Ce dernier point, toutefois, était
complètement faux. Je continue la citation : « Quels sont donc les
faits sur lesquels M. Beauvais s’appuie pour dire qu’il ne doute
pas que le corps soit celui de Marie Roget ? Il a déchiré la
manche de la robe et a trouvé, dit-il, des marques qui lui ont
prouvé l’identité. Le public a supposé généralement que ces marques
devaient consister en une espèce de cicatrice. Il a passé sa main
sur le bras, et y a trouvé du poil – quelque chose, ce nous semble,
d’aussi peu particulier qu’on puisse se le figurer, d’aussi peu
concluant que de trouver un bras dans une manche. M. Beauvais n’est
pas rentré à la maison cette nuit-là, mais il a envoyé un mot à
madame Roget, à sept heures, mercredi soir, pour lui dire que
l’enquête, relative à sa fille, marchait toujours. Même en
admettant que madame Roget, à cause de son âge et de sa douleur,
fût incapable de se rendre sur les lieux (ce qui, en vérité, est
accorder beaucoup), à coup sûr, il se serait trouvé quelqu’un qui
aurait jugé que cela valait bien la peine d’y aller et de suivre
l’investigation, si toutefois ils avaient pensé que c’était bien le
corps de Marie. Personne n’est venu. On n’a rien dit ni rien
entendu dire de la chose, dans la rue Pavée-Saint-André, qui soit
parvenu même aux locataires de ladite maison.
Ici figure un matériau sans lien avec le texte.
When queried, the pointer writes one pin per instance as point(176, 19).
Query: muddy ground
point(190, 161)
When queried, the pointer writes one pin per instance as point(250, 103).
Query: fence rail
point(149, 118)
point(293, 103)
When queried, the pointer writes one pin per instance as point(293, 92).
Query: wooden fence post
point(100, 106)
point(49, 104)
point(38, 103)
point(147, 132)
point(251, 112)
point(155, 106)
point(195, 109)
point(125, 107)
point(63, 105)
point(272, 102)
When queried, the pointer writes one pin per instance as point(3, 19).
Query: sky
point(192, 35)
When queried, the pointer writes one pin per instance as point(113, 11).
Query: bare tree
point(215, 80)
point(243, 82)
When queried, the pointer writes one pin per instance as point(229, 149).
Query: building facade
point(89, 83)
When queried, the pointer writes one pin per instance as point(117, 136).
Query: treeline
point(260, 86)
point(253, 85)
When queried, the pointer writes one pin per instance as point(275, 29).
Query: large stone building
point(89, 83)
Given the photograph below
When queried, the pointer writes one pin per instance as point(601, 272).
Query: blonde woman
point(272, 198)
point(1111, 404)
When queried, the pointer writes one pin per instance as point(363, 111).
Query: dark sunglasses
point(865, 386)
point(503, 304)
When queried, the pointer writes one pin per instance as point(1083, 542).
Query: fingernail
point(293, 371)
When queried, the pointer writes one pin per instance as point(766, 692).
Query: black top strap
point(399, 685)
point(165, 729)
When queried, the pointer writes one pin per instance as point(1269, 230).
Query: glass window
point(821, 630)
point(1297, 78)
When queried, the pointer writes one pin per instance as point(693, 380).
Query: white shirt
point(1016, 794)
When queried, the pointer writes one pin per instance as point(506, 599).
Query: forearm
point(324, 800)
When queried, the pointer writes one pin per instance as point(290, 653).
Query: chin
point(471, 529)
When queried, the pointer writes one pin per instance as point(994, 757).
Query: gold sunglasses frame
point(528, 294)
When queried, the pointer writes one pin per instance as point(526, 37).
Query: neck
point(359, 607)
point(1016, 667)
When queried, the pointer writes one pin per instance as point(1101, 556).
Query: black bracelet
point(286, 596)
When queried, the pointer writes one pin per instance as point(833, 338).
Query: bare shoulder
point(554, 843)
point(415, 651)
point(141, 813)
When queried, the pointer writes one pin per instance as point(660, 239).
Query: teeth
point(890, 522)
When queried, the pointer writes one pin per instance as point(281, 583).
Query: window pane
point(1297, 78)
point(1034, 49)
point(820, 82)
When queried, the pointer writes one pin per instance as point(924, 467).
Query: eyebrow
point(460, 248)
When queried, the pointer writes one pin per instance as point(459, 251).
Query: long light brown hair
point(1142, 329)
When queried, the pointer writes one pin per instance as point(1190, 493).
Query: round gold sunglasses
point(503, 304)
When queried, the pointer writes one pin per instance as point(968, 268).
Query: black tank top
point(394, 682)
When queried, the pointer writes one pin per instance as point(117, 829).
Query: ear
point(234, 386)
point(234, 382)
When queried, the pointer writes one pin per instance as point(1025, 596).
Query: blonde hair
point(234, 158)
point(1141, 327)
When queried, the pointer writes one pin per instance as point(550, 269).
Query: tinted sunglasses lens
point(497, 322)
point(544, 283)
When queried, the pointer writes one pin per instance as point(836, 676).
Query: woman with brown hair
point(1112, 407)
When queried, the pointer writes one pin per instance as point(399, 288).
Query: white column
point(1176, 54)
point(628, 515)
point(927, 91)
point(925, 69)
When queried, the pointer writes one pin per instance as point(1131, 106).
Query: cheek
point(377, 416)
M. Saint-Eustache,
l’amoureux et le futur de Marie, qui avait pris pension chez sa
mère, dépose qu’il n’a entendu parler de la découverte du corps de
sa promise que le matin suivant, quand M. Beauvais lui-même est
entré dans sa chambre et lui en a parlé. Qu’une nouvelle aussi
capitale que celle-là ait été reçue si tranquillement, il y a de
quoi nous étonner. » Le journal s’efforce ainsi de suggérer l’idée
d’une certaine apathie chez les parents et les amis de Marie,
laquelle apathie serait absurde si l’on suppose qu’ils crussent que
le corps trouvé était vraiment le sien. L’Étoile cherche, en somme,
à insinuer que Marie, avec la connivence de ses amis, s’est
absentée de la ville pour des raisons qui compromettent sa
vertu ; et que ces mêmes amis, ayant découvert sur la Seine un
corps ressemblant un peu à celui de la jeune fille, ont profité de
l’occasion pour répandre dans le public la nouvelle de sa mort.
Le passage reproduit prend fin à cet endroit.